GSA Connects 2024 Meeting in Anaheim, California

Paper No. 68-2
Presentation Time: 2:00 PM

YOU CAN MAKE A LIVING DOING THAT? A CAREER PERSPECTIVE ON TILL FABRIC


HOPKINS, Nathan, Department of Geological Sciences, University of Missouri, 101 Geological Sciences Building, Columbia, MO 65211 and BERTI, Claudio, Idaho Geological Survey, University of Idaho, 875 Perimeter Dr., MS 3014, Moscow, ID 83844

In 1969, a young Ed Evenson completed an unassumingly titled Master’s Thesis at the University of Wisconsin – Milwaukee, “The relationship of macro- and microfabrics of till and the genesis of glacial landforms in Jefferson County, Wisconsin”, unexpectedly establishing an intellectual undercurrent that would persist throughout his career.
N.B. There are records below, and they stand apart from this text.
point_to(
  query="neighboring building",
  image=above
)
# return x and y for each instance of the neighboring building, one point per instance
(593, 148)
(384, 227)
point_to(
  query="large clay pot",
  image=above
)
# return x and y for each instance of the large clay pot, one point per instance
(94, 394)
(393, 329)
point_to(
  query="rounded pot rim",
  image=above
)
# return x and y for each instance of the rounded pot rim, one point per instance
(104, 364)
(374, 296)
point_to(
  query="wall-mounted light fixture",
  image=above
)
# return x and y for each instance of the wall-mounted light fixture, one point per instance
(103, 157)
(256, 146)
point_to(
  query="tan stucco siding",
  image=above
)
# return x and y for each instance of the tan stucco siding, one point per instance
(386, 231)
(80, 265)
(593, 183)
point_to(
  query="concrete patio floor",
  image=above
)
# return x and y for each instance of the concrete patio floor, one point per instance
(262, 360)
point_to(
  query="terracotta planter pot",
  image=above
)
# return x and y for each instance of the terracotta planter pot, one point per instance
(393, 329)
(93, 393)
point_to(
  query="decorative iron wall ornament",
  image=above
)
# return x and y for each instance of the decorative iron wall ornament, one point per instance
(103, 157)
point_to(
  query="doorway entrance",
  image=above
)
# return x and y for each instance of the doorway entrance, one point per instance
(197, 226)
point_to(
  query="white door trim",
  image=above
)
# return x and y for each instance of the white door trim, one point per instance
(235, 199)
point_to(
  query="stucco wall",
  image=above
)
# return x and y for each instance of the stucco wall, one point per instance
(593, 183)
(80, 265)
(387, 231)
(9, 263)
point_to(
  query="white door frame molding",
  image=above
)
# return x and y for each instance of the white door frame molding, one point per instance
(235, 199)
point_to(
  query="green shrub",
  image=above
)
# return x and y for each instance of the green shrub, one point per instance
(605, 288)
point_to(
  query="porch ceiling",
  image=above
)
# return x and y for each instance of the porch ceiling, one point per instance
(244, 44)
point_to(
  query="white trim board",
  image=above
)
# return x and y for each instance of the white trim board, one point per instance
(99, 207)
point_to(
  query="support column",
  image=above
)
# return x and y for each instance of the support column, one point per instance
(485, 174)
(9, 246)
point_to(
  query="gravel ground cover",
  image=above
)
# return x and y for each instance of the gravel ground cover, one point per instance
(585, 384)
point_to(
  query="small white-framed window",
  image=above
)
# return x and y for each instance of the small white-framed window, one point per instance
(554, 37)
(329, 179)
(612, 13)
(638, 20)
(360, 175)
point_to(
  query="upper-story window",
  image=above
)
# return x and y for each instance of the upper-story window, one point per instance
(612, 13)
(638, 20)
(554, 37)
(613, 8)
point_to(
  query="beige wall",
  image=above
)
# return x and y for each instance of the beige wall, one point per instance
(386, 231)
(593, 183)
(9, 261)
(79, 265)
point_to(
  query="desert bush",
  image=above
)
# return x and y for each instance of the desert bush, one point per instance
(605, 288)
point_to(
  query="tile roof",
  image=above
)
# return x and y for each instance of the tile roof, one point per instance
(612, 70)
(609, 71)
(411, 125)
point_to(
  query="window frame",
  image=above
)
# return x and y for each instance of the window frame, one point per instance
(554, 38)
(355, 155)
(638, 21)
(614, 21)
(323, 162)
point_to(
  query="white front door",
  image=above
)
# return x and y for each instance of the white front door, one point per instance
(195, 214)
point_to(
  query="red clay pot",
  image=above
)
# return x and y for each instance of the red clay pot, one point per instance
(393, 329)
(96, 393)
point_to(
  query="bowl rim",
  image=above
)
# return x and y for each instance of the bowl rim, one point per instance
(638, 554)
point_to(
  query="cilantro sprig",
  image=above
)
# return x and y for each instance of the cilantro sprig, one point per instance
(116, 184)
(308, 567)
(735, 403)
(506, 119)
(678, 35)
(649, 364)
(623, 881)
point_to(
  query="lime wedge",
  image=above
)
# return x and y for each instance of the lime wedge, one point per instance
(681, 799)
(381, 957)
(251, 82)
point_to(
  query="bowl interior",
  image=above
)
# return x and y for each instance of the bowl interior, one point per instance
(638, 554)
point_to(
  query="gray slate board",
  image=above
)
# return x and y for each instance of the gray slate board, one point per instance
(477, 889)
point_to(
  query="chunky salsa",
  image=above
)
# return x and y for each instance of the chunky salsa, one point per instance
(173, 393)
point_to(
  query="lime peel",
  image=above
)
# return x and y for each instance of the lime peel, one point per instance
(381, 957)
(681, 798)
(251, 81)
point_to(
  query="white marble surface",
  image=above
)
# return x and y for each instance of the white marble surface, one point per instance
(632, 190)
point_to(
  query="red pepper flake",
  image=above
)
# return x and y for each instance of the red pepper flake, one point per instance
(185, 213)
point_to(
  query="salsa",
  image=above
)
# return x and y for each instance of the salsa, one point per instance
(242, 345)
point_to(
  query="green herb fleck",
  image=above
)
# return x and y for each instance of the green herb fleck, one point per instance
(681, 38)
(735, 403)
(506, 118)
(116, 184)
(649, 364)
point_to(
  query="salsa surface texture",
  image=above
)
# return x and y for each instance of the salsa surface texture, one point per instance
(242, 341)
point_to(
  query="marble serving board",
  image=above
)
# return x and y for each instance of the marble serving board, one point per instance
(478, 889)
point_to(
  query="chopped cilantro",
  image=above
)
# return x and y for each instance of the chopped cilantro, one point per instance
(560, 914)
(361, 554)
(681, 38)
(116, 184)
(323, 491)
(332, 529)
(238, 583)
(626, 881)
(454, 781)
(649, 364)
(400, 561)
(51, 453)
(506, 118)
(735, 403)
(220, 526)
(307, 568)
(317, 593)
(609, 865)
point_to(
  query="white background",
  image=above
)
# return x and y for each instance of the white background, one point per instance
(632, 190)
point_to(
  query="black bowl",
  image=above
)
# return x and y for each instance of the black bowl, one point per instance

While always exploring new methods, questions, and field areas, the methods and the questions developed during Ed’s early work in his home state of Wisconsin would resurface time and again to be refined and applied in new and novel ways. In the last decade of his career, till fabric once again became the major focus of his intellectual activities, buoyed by a renewed interest of the glacial geology community and recent developments in the methodology. Precisely fifty years after submission of that thesis, Ed’s final publication showcased a novel application of fabric analysis focused on debris-ice mixtures to assess the partitioning of deformation within basal ice. Herein, we review the evolution of fabric analysis as encapsulated in the 50-year career of Dr. Ed Evenson. Yes, you can make a living doing that.